I’m moving into graphing polynomials in one section of Pre-Calc. Most students have done this before. Most also don’t remember polynomials very well. We just wrapped up some time working with function transformations, composition, inverses, and touched on even and odd functions, as well as plenty of time on quadratics. Here are five tasks that I have for students to work through. I’m not sure how to order them, and what instruction to give before, during, and after the tasks. Curious for ideas, tips, or feedback.

**Factored Form**

Graph 6 polynomials written in factored form, with linear and square factors, using technology if students find it helpful. Link here.

**Characteristics in a Table**

Students open a Desmos graph and record characteristics of 8 different polynomial graphs written in standard form. Link here.

**Always/Sometimes/Never**

10 statements about polynomials. Students label each as always true, sometimes true, or never true, and justify their answer. Link here.

**Card Sort**

24 cards. Each card is either an equation, a graph, or a few statements about the function. Equations are written in a variety of forms — some standard, some factored. Link here.

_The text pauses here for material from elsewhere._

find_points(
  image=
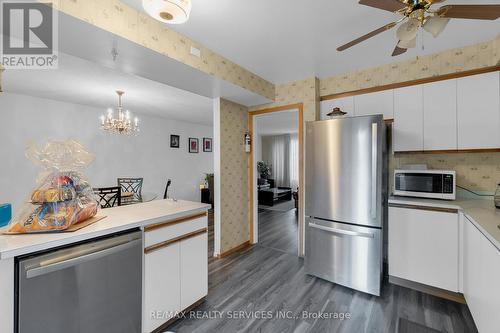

**Desmos Graph Challenge**

In Desmos Activity Builder, students graph a number of functions that meet specific criteria. Link here.

As a side note, I’m unconvinced that polynomials need to come strictly before rationals. It seems like two *big ideas* at the heart here, which will echo through calculus, are that factored terms in the numerator are zeros, factored terms in the denominator are vertical asymptotes, and factored terms that appear in both the numerator and the denominator are removable discontinuities. I think I may introduce those *big ideas* to start, and then move deeper and deeper, reasoning through end behavior and other interesting properties, linking polynomial and rational functions together whenever possible.

Another interpretation:

I don’t know that I have the grasp on this conception of polynomials and rationals to teach it well, but I really like it. That’s what I get teaching topics for the first time.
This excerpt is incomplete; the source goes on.